I will have you guess where I started to help her…ankle, toes, knee, low back, or balance?  I addressed her beliefs. Why you might ask. Sue is a typical patient that comes to see me. She has been labeled. The sad part is that she believes in her label like she earned it. The doctor forecasting her future of having a total knee replacement has crushed her hopes of moving and exercising. The pain reinforces this beliefs. The doctor told her there is nothing she can do, and when she does try to exercise her way out of her knee pain, she gets back and foot pain as a result. The podiatrist did not touch her foot. As a Hispanic who doesn’t speak English well, she can be perceived as a burden to the medical system, because trying to bridge the communication gap is an extra load in a high paced day. Don’t do anything and you will be fine. When you hear this multiple times, one can start believing this. Where is the positive reinforcement? She complains to her husband so much that her husband is tuning her out, labeling her “stubborn” and “lazy”. It’s a lose lose situation so far. She is destined to fail.

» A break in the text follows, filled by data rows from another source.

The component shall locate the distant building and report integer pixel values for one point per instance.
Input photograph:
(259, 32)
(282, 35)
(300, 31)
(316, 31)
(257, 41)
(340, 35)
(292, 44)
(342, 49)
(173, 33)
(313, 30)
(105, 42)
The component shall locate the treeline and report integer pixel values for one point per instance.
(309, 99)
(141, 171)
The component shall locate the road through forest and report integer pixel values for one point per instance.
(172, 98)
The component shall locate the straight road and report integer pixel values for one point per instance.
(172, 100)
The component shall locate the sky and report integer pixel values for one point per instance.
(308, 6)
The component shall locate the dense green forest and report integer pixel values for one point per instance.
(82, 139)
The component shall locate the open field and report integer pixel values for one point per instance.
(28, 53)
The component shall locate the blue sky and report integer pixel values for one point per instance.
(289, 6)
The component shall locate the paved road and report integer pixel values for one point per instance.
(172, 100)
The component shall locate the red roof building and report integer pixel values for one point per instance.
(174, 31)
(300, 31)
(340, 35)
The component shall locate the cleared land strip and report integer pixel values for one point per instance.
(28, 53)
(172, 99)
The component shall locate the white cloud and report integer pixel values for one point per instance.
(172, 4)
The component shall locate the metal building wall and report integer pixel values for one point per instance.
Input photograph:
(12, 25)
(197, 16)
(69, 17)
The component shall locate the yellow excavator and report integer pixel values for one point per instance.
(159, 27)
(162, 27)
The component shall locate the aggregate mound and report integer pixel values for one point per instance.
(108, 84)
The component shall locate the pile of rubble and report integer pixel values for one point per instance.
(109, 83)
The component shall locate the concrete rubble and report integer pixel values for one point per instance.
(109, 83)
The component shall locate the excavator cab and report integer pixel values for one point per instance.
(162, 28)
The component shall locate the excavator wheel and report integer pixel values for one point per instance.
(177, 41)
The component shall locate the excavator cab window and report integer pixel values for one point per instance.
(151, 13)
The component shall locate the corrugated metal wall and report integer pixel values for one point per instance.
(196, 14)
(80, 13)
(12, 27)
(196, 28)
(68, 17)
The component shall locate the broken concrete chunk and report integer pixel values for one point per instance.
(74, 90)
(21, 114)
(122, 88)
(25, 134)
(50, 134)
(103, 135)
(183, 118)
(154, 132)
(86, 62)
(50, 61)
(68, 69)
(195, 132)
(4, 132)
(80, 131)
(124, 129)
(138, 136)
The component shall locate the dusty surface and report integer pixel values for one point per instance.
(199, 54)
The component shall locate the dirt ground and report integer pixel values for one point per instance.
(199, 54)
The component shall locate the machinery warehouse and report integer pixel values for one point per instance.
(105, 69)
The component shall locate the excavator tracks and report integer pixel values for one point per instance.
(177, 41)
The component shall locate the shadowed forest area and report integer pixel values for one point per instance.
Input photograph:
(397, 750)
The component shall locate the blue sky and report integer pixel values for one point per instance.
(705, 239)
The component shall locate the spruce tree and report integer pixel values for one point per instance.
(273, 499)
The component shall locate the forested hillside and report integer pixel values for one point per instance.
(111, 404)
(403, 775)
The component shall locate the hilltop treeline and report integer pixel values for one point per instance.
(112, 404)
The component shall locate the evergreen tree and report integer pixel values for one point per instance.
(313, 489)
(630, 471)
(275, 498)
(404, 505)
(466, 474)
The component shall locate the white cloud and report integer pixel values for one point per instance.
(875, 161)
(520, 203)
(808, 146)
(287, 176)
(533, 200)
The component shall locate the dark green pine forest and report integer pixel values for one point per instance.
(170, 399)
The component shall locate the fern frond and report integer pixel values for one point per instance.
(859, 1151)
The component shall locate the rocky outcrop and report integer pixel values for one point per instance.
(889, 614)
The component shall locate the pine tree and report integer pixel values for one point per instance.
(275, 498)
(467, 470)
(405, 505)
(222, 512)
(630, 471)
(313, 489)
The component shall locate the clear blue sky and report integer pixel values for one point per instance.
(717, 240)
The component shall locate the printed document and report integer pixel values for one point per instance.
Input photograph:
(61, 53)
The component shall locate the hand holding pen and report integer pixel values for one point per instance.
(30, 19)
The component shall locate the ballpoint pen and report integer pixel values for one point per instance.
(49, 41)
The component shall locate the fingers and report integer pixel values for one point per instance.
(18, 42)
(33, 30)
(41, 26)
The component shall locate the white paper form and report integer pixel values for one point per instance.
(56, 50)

I educated Sue and her husband that there are many ways of exercising with or around  pain so she can contain her knee and low back issues. Once we gain any physical rehab momentum we will transition towards all of her individual goals that brings her self worth, her desire to be a community ambulatory and be a part of society again…to prove to her husband that she is not lazy. If everything is painful, she can focus on regaining her balance of her unpainful leg. Studies have shown that periodic sessions with a rehab professional that provides manual therapy AND exercises over a extended period can provide great benefits to knee osteoarthritis. “But it is bone on bone and the doctor says I cannot do anything, and doing things will make it worse.” This is a common fallacy. “Motion is lotion” and joints needs to move to be healthy. Physical therapists are movement experts. I sat down with her and helped her to strategize in movement options (other ways of doing things that are joint friendly) until she gets stronger. “She won’t do this” says her husband, and this is important why I invited him to this discussion to nurture a supportive environment.

This is the beginning of her personal empowerment. She is still skeptical, but at least I planted the seed for her to be skeptical in a different light. Is she in control of her pain? What do you think?